For the certificate store:

Can we eventually agree to bind a default CA-store to a Mozilla verified one?
Mozilla in handling Firefox does a great job in keeping CA-store up-to-date.

Integrating default mozilla CA-store with Python builds could be a nice way, it's just a matter of integrating into the build-system the download/fetching of default Mozilla store.

At least the language base it's default on a trusted entity to manage, cross-platform, the CA-store for TLS/SSL.

The mainteinance of the CA-store would be delegated to Mozilla that has been demonstrated to be independent and very security conscious, removing dirty CA-store (like Diginotar after Iranian compromise).
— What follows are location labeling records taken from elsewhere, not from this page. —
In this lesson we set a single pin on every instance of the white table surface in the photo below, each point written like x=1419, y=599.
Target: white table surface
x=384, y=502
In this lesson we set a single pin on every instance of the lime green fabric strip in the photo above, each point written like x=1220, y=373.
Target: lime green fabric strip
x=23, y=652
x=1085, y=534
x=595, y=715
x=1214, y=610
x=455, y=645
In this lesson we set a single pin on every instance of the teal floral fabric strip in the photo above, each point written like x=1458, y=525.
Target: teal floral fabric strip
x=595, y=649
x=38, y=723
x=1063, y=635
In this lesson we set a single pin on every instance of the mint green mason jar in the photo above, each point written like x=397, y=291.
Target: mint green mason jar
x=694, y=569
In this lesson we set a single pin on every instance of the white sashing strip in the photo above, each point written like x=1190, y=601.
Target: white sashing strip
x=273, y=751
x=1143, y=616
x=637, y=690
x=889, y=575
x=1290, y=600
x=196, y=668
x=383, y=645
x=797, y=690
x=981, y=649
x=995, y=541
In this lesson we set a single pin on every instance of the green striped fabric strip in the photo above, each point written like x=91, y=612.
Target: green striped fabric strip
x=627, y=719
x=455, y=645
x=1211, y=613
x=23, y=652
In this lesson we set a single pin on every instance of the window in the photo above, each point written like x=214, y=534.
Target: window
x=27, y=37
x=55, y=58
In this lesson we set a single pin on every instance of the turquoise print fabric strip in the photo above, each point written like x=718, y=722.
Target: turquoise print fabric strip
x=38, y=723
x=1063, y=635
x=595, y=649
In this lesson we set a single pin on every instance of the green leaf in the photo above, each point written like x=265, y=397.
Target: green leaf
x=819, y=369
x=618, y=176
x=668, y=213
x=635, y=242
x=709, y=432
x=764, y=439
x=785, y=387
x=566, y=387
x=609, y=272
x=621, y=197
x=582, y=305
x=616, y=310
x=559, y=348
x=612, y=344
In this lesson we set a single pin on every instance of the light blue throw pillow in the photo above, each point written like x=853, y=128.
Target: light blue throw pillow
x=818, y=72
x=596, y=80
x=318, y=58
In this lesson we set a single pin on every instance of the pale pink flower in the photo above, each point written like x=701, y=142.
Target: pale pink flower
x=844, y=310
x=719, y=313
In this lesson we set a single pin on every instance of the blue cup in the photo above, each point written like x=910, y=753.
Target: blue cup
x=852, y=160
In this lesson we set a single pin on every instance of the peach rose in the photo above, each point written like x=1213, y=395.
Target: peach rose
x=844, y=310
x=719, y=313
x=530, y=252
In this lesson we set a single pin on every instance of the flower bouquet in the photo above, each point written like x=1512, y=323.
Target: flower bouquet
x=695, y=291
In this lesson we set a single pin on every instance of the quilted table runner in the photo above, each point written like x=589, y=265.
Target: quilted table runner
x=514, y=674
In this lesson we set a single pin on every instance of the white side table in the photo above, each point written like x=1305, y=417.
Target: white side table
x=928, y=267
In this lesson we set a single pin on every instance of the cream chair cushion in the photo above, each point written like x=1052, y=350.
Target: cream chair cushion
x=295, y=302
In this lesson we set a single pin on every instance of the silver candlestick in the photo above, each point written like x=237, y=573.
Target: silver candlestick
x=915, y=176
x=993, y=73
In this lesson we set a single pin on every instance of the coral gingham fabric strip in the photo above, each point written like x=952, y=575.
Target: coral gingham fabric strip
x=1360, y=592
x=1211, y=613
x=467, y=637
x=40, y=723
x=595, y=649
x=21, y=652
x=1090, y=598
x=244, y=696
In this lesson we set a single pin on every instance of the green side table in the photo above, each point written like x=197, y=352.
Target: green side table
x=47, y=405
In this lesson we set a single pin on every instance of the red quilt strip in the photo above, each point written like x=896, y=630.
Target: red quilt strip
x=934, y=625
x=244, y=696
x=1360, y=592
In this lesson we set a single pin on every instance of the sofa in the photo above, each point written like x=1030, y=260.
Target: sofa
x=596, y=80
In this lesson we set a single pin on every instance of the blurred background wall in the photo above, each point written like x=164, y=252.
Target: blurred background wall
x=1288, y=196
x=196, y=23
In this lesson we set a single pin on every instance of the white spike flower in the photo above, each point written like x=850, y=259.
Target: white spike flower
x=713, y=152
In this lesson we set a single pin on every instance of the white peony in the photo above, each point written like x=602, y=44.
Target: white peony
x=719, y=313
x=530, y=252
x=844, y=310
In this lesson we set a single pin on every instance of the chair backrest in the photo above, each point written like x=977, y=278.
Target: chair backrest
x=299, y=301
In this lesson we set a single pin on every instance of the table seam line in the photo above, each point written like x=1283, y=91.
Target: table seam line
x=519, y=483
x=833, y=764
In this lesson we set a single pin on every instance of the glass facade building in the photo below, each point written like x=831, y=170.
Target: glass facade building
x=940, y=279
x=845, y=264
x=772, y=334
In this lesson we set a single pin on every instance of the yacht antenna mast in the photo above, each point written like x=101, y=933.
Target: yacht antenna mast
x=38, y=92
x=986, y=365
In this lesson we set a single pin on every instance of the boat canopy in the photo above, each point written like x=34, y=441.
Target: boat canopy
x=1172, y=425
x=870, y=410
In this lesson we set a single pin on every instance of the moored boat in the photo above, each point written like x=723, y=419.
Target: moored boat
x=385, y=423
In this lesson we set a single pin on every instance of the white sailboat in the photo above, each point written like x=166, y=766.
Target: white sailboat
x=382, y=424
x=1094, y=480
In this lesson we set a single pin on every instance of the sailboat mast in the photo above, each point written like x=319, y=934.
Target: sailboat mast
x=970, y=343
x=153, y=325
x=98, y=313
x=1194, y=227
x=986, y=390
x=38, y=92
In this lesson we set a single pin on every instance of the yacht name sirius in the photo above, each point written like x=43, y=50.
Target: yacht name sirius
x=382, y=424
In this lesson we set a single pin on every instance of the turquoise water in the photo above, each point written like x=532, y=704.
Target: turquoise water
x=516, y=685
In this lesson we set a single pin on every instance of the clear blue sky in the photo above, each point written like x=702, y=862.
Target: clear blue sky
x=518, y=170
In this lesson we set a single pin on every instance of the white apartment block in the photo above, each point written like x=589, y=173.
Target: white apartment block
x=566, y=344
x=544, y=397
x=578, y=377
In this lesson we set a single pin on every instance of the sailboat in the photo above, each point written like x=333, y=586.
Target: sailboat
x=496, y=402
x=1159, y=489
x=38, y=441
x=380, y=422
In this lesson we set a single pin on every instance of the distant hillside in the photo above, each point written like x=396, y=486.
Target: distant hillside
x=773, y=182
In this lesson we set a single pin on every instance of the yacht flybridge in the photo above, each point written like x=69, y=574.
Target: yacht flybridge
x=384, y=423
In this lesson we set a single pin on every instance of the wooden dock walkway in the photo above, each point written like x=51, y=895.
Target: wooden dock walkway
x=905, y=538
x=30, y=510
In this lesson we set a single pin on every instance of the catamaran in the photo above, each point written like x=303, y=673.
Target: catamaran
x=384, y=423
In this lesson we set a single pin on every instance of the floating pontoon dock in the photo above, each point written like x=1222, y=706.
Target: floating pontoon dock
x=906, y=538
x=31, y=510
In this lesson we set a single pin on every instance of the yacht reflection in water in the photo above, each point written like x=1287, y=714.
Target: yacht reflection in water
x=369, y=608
That way 90% of case of of SSL/TLS certificate validation will be managed and by default it would be possible to enable secure SSL/TLS client checking like described in http://bugs.python.org/issue13647 .

Mozilla CA are available on:

https://www.mozilla.org/projects/security/certs/

The warranty and security process of Mozilla handling of SSL CA root certs is described on:

https://wiki.mozilla.org/CA

I think that Python language could reasonably base it's default root CA on the Mozilla ones that are the most recognized for security and transparency in the world.

I'm not sure Python should be in the business of distributing CA certificates. I think it's better left to the application or Linux distribution.